In Thailand, the three-color fabric is very important. It shows tradition, belief, and history. People can see it in markets, shops, tied to trees, and even on vehicles. with common colors being yellow, pink, green, white, red, and blue. Furthermore, these colors are associated with Hindu beliefs that have had a long-standing influence on Thai society and culture.

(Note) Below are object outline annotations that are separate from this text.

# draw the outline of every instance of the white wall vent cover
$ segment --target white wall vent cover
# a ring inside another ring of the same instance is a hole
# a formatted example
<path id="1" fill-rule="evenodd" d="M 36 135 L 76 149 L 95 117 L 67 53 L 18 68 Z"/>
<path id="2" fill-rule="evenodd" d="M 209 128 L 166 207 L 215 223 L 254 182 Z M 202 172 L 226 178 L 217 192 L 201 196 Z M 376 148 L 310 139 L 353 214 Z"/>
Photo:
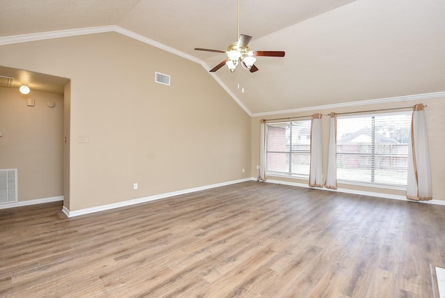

This fabric represents how people, spirits, and sacred things are all connected in Thai culture. It shows respect for the spiritual world that Thai people believe in. Seeing this fabric everywhere reminds everyone of the strong connection between their past, their beliefs, and the natural world around them. This is a simple way of showing how deeply spiritual Thai culture is and how this belief is a part of everyday life.

== History ==

=== The original belief (Hindu) ===
In Thailand, wrapping fabric around vehicles or trees is a symbolic gesture known as "Ruk Kha Thewada", venerating sacred entities deeply ingrained in Thai society and widely familiar to all. This tradition, rooted in Thai culture for generations, likely stems from the historical influences of Hinduism and Buddhism from South Asia, both of which reference these divine beings. While the practice of honoring "Ruk Kha Thewada" in Thai society originated from the influence of these religions, its actual implementation evolved from the longstanding belief in spirits inherent in Southeast Asia's natural world or from spirit worship traditions. Over time, as both religions exerted their influence, these spirits became integrated into Hindu and Buddhist beliefs, often symbolically represented. This amalgamation resulted in the fusion of beliefs related to Buddha, spirits, and deities to the extent that they became inseparable (This information is based on the website of the Journal of Cultural and Art Institute, Srinakharinwirot University).  Moreover, ceremonies often incorporate 3 colors fabric to bestow auspiciousness upon worshippers and pay homage to the revered deities.

== Spirits ==
Three-color fabric is deeply rooted in animistic beliefs and is a common sight throughout Thailand, particularly in rural areas.

Animism is a belief that says everything in nature, like plants, animals, and even rocks, has a special spirit inside. This is an ancient idea found in many cultures. In animism, everything, from big mountains to tiny flowers, is thought to have its own soul or spirit. This includes things that might seem lifeless, like stones and rivers.

=== Ancestor spirit ===
In Thai culture, respecting ancestor spirits is deeply ingrained, being a key aspect of religious and family customs. Ancestor veneration involves honoring deceased family members through rituals, offerings, and prayers.

=== Deities spirit ===
In Thailand, spirits and deities play significant roles in religious and cultural practices. Thai spirituality is rich with belief in various supernatural beings, including deities and spirits.

Mae Yanang is well known for three-color fabric. Mae Yanang is a deities spirit that Thai people respect as protecting vehicles such as cars and boats or is believed to reside in cars and boats. Mae Yanang also can punish bad drivers. Thai people often use three-color fabric to tie knots on their vehicles. This practice is rooted in the belief that by doing so, they can invoke the protection and care of Mae Yanang, ensuring the safety of their journeys. There are many legends and beliefs about Mae Yanang according to the beliefs of each locality.

== Fabric ==
Giving the fabric is thus a way of expressing emotions and showing respect. In ancient times, people considered fabric as a crucial element in various ceremonies and used it to demonstrate their reverence for sacred matters. Tying fabric of seven colors was believed to be a form of worship to the gods throughout the week. This practice involved arranging garlands with seven different colors, each representing a specific day as follows:

Sunday: red

Monday: soft white

Tuesday: pink

Wednesday: green

Thursday: yellow or areca nut color.

Friday: blue

Saturday: black

Black or very dark tones are uncommon, as there are no colors considered inauspicious.